By Patturaja Murugaboopathy
[25日 ロイター] - モーニングスターのデータによると、米長期債ファンドは5月の資金流入が74億ドルと月間ベースでは過去2年で最大規模を記録した。4月の急速な資金流出から反転した形だ。
モーニングスターの債券アナリスト、ジーナ・ドゥーベル氏は、5月の資金流入について投資家が成長鈍化を見越し、債券が他のよりリスクが高い資産を上回る価値を提供してくれると考えたことの表れだとの見方を示した。
米長期債ファンドは4月に大きく売り越された。トランプ米大統領の関税措置による物価押し上げや、税制・歳出法案に伴う財政赤字拡大と米国債の供給増が懸念されたためだ。
ただ複数のアナリストによると、関税交渉が進展するとともにこうした懸念は後退し、長期債需要が回復しているという。

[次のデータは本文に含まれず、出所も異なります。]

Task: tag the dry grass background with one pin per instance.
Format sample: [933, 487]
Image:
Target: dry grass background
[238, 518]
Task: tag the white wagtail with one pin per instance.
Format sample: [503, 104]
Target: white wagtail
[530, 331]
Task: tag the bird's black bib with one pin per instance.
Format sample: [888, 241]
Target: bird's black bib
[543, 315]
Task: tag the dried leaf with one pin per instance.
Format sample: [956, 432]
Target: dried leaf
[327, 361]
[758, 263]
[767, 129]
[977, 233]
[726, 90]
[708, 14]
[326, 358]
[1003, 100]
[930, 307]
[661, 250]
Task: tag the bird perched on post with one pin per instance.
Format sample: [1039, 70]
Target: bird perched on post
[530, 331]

フィデリス・キャピタル・パートナーズの債券責任者を務めるクリス・ギュンスター氏は「長期債の価格はインフレの影響を受けやすく、最近のデータからは物価上昇率が米連邦準備理事会(FRB)の目標である2%をほとんど上回っていないことが分かる。インフレ懸念が小さい限り、米長期国債は株式をはじめとするリスク資産の値下がりに対するヘッジ手段として再び存在感を主張するはずだ」と述べた。
その上で同氏は「賢い投資家は既に長期金利(への投資を)固めているのは間違いない」と付け加えた。

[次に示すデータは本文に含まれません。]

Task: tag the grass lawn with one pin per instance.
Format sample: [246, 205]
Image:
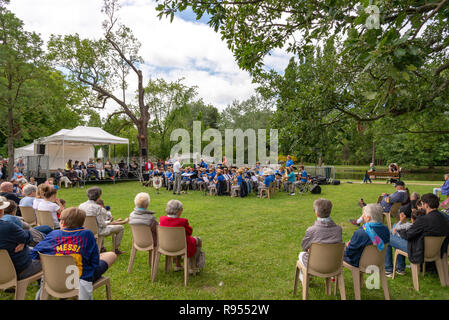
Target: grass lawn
[251, 245]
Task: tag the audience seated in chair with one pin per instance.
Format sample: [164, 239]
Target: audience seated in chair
[174, 210]
[141, 214]
[16, 240]
[324, 230]
[411, 240]
[73, 239]
[373, 231]
[400, 195]
[92, 208]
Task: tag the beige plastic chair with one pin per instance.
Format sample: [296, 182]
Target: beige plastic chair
[142, 241]
[446, 266]
[8, 277]
[54, 283]
[235, 191]
[44, 218]
[212, 190]
[90, 223]
[432, 252]
[29, 216]
[325, 261]
[394, 212]
[371, 256]
[171, 243]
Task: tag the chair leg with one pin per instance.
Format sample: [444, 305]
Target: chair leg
[21, 290]
[295, 286]
[305, 286]
[155, 266]
[439, 264]
[150, 258]
[415, 273]
[108, 290]
[383, 278]
[186, 270]
[396, 253]
[445, 269]
[356, 280]
[131, 259]
[341, 285]
[44, 294]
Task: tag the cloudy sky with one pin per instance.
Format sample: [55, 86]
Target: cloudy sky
[184, 48]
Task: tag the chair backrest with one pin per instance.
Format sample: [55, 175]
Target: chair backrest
[371, 256]
[432, 248]
[8, 277]
[44, 218]
[90, 223]
[28, 214]
[171, 239]
[142, 236]
[55, 276]
[325, 259]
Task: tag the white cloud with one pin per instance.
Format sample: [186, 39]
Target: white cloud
[170, 50]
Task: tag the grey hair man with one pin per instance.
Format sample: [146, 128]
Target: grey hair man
[29, 191]
[324, 230]
[105, 228]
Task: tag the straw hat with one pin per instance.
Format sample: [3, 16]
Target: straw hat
[3, 203]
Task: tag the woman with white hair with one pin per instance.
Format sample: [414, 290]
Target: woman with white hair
[373, 231]
[141, 214]
[173, 219]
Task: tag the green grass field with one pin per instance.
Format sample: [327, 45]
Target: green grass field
[251, 245]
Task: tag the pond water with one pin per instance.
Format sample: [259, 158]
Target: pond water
[358, 175]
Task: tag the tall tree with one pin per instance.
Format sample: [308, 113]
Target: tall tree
[104, 65]
[31, 93]
[404, 58]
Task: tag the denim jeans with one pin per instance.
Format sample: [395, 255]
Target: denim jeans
[397, 243]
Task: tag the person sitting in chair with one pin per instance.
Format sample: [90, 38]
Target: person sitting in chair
[387, 202]
[372, 232]
[174, 210]
[142, 216]
[72, 239]
[92, 208]
[324, 230]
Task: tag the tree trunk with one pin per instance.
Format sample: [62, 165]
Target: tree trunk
[10, 143]
[142, 138]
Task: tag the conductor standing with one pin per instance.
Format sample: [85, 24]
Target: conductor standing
[177, 172]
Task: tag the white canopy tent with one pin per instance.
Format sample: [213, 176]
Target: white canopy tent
[76, 144]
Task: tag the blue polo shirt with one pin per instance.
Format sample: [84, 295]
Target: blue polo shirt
[11, 236]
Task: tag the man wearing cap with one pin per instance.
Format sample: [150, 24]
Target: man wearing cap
[388, 200]
[15, 240]
[177, 176]
[6, 190]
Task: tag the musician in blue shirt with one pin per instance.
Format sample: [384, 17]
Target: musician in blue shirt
[289, 161]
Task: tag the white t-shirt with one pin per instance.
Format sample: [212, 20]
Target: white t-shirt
[177, 167]
[52, 207]
[36, 203]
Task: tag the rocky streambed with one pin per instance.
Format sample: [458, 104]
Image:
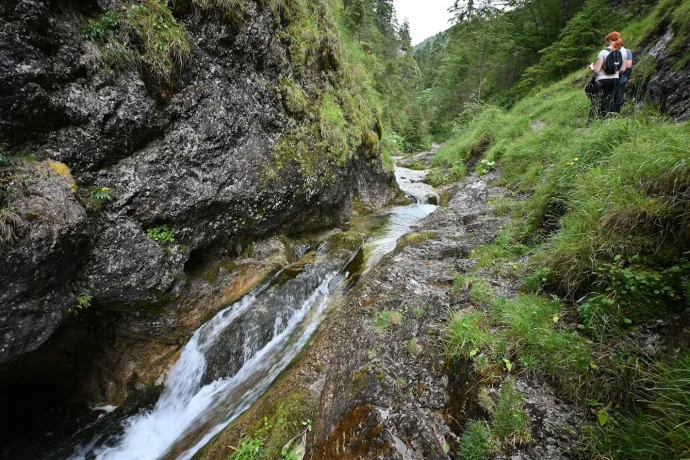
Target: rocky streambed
[375, 380]
[354, 326]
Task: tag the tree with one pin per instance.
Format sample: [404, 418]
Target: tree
[404, 34]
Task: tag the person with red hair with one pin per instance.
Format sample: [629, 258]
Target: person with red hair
[610, 65]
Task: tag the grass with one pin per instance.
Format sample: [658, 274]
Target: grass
[603, 225]
[507, 427]
[662, 431]
[466, 334]
[145, 36]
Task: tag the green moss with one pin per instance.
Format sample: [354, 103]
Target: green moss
[265, 440]
[295, 99]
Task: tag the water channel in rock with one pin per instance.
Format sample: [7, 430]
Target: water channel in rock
[231, 360]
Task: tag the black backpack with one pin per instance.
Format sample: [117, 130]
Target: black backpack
[613, 62]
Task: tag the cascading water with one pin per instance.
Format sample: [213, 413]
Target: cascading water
[232, 360]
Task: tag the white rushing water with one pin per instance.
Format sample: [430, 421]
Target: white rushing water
[402, 218]
[189, 413]
[186, 405]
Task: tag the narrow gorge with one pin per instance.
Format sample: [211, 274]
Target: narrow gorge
[297, 229]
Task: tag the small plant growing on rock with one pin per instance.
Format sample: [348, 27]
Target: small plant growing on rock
[162, 235]
[413, 347]
[385, 320]
[84, 301]
[99, 29]
[99, 197]
[4, 161]
[248, 449]
[10, 223]
[485, 166]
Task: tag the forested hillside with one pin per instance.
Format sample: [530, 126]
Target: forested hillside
[260, 229]
[598, 231]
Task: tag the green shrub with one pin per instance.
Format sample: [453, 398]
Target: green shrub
[10, 225]
[83, 301]
[661, 431]
[474, 443]
[413, 347]
[101, 28]
[628, 294]
[162, 235]
[249, 449]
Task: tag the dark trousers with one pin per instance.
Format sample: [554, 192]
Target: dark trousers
[605, 98]
[621, 94]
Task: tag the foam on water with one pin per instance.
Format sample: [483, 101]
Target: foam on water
[188, 414]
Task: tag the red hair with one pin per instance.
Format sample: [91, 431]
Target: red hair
[615, 39]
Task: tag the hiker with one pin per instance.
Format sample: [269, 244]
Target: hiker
[603, 90]
[625, 76]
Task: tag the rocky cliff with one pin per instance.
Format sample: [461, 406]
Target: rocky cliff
[661, 62]
[147, 142]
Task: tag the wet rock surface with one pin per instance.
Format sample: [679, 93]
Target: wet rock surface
[375, 374]
[192, 156]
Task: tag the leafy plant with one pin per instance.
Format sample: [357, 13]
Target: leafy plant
[99, 29]
[99, 197]
[162, 235]
[10, 224]
[474, 443]
[83, 301]
[413, 347]
[485, 166]
[249, 449]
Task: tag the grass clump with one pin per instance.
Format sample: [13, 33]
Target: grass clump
[144, 36]
[507, 426]
[659, 428]
[386, 320]
[466, 334]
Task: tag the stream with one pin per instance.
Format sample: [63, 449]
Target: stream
[215, 380]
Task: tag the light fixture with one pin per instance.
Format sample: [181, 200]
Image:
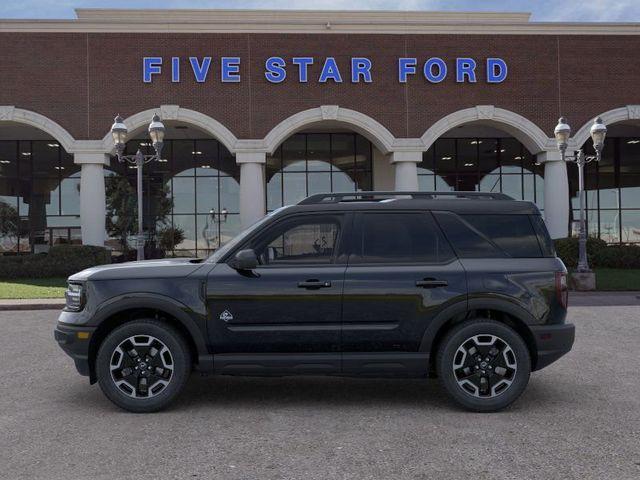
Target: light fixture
[562, 133]
[119, 133]
[598, 133]
[156, 132]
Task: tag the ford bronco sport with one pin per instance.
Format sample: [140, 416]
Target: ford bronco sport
[462, 286]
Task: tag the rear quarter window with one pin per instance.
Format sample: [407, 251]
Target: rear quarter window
[513, 234]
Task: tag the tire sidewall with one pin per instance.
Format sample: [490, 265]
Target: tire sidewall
[181, 360]
[449, 348]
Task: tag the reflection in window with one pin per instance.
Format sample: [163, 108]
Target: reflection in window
[39, 196]
[612, 188]
[202, 179]
[308, 163]
[482, 164]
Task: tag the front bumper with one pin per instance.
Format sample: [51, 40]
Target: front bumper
[74, 340]
[552, 342]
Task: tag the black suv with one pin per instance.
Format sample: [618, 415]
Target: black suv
[463, 286]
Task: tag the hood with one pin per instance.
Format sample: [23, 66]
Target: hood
[166, 268]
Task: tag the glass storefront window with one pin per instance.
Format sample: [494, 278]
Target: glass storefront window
[482, 164]
[308, 163]
[39, 196]
[202, 179]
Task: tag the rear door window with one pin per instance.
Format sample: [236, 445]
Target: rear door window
[546, 244]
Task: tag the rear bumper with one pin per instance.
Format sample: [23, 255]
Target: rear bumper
[552, 342]
[75, 343]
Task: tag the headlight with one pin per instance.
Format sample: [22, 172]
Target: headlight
[74, 297]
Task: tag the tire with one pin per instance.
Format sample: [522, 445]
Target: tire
[506, 374]
[148, 346]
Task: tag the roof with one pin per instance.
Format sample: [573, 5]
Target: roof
[457, 202]
[311, 21]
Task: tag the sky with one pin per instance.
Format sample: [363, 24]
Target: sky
[542, 10]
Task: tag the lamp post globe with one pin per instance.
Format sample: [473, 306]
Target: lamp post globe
[598, 134]
[119, 133]
[562, 133]
[156, 132]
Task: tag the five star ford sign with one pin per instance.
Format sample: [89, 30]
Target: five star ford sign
[361, 69]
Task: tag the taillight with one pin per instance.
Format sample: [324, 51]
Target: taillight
[562, 289]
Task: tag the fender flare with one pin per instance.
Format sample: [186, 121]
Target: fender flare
[503, 304]
[157, 302]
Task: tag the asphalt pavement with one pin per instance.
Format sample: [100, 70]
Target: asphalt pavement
[579, 418]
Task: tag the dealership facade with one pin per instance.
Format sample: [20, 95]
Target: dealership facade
[263, 108]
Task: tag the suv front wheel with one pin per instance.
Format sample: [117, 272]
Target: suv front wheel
[484, 365]
[143, 365]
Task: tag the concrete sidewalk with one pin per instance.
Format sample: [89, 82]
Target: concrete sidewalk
[576, 299]
[32, 304]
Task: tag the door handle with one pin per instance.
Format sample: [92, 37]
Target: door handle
[313, 284]
[431, 283]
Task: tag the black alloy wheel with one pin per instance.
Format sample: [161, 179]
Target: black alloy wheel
[484, 365]
[143, 365]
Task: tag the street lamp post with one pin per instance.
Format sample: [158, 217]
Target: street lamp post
[211, 231]
[562, 133]
[119, 133]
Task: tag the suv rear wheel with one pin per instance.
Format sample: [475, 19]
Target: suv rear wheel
[143, 365]
[484, 365]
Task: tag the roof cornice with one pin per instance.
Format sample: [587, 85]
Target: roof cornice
[312, 21]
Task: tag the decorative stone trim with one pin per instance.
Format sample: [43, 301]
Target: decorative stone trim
[10, 113]
[629, 112]
[520, 127]
[382, 138]
[177, 113]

モーニングスターのデータに基づくと、5月は中期債ファンドにも42億ドルが流入したが、短期債ファンドからは58億ドルが流出した。
iシェアーズのETF(上場投資信託)では、「20年超米国債ETF」への資金流入が43億ドルと最も大きく、「10─20年米国債ETF」と「7─10年米国債ETF」にはそれぞれ12億ドルと6億2500万ドルが流入した。